EDISON CUBES ARE ****!


----------



## Stefan (Dec 4, 2009)

MichaelP. said:


> @ Stefan, what's wrong with that? I want to know that I'm getting an edison and not some other rip off.


Then ask him to confirm that you'll get an Edison, don't ask like you have no idea what the manufacturer is. Or... buy, and if it's not an Edison, withdraw the payment.


----------



## ~Phoenix Death~ (Dec 4, 2009)

First, lemme telepathically flip the guy.
Second, that's like Billy Mays selling a product he dislikes. Why the heck would he sell them then? *sigh*


----------



## thiJUMBA (Dec 4, 2009)

~Phoenix Death~ said:


> First, lemme telepathically flip the guy.
> Second, that's like Billy Mays selling a product he dislikes. Why the heck would he sell them then? *sigh*



to make some big money  
and wow... i thought edicubes were pro, so now i'm not getting it anymore


----------



## Tim Major (Dec 4, 2009)

Osaka said:


> MichaelP. said:
> 
> 
> > I don't believe I've ever bought a cube from you. I do have three edisons, but their from Ebay and Cubetalk. And I asked about the quality because the ones from ebay were horrible.
> ...



Ummm...... MichaelP, don't buy from him. This is his customer service. I bought from him, and I love my Edison (currently doesn't have stickers though) but I can't wait to get new stickers. He's a good seller, but maybe you shouldn't. It came in 2 days, and came with many extras.
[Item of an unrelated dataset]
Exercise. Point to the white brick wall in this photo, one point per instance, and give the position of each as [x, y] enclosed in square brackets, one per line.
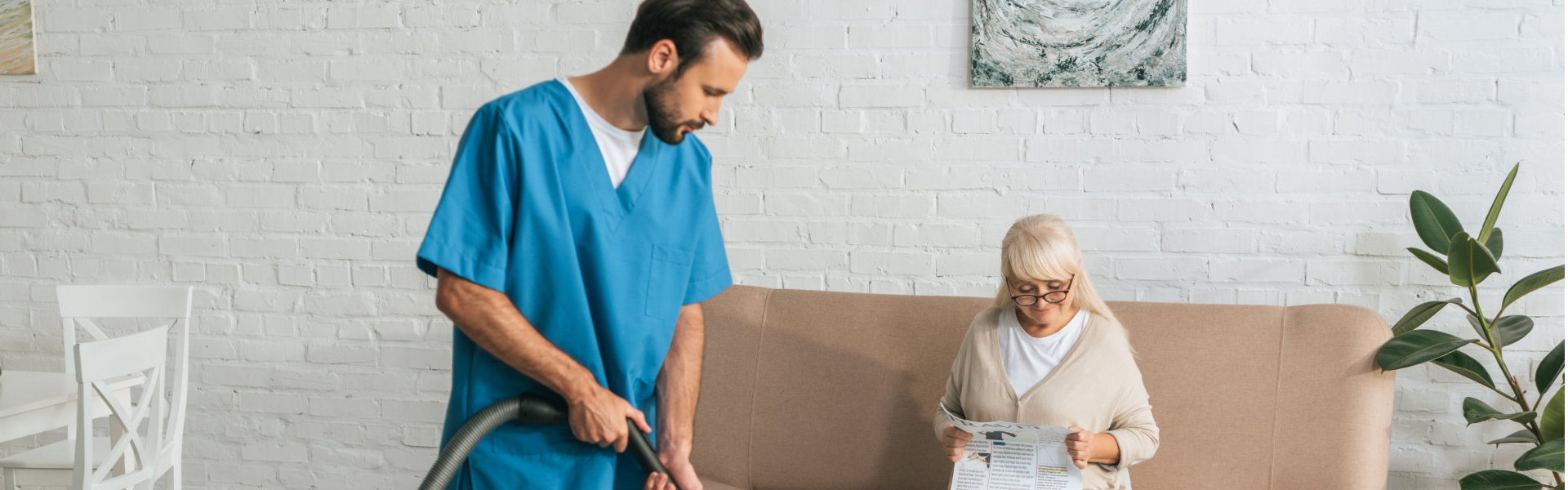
[284, 158]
I got lollies, extra sticker set (brighter, and of really good quality), so I had a good buy, but maybe Edicubes has gone downhill.


----------



## hyunchoi98 (Dec 4, 2009)

MichaelP, 

If you really want to know the manufacturer of the edison cubes, I'll tell you!
(oh btw i live in Korea and edison cubes aren't $hit. they are crap.(better than $hit))

The manufacturer is Shin Kwang Sa or 신광사 in korean.


----------